I try to suppress a grin, but I fail. Uncle Paul didn’t like my mother informing him that she was taking all of us to the park to help Maggie study, but because Mom asked him nicely and said please, he let us go. Personally, I think it’s because she offered to take the younger kids out. He gets irritated when they’re too loud.
Curfew is a loose term with my uncle. It can change from day to day, from moment to moment. It’s created to suit his whims and his whim tonight was to agree to let my mother empty out his house.
Mom releases Maggie’s hand and gently nudges her forward. “Go on now. Catch up with the boys. This is your first task in preparing for the test—running.”
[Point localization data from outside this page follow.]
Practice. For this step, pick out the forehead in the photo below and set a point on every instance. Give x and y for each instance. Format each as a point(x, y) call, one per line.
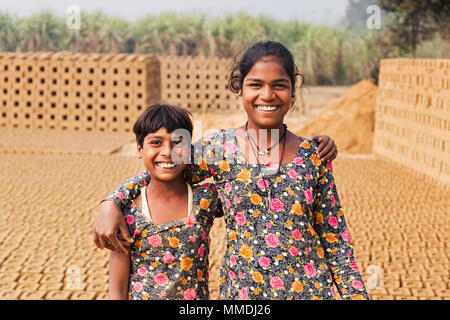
point(161, 132)
point(267, 68)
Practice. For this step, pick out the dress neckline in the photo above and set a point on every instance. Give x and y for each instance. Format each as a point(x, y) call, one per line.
point(242, 155)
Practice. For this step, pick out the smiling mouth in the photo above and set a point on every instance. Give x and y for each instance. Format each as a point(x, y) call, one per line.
point(267, 108)
point(165, 165)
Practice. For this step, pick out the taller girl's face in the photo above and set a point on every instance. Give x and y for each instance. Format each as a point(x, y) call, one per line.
point(160, 155)
point(267, 93)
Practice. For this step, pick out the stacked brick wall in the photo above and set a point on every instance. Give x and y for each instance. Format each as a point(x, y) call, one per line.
point(413, 116)
point(76, 91)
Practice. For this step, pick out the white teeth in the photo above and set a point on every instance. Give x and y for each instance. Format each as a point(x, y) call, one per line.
point(165, 165)
point(267, 108)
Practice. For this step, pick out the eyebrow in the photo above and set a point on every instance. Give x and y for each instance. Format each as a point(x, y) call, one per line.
point(276, 80)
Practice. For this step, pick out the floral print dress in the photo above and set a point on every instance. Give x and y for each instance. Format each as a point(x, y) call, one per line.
point(170, 260)
point(286, 233)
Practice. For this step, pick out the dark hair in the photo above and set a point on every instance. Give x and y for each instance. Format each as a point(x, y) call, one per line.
point(257, 51)
point(160, 116)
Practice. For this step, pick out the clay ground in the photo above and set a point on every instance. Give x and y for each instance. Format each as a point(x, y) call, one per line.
point(51, 184)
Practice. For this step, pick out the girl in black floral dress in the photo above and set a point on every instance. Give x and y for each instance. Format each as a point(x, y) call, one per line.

Maggie starts to bolt after the boys, but I hold on firmly to her fingers. The park is in sight and the dark February night is chased away by multiple streetlights, but there are dark houses along the way.
I was jumped a few days ago and suddenly nothing in this neighborhood feels safe. “She should walk with us.”
Lines crinkle between Mom’s eyes as she studies me. “She’ll be fine. I see her, and Jax and Kaden are watching us from the park.”
Sure enough, the two of them have climbed the jungle gym and behave like soldiers as they scan the area surrounding us.
“Go on, Maggie. I want to talk to Haley.”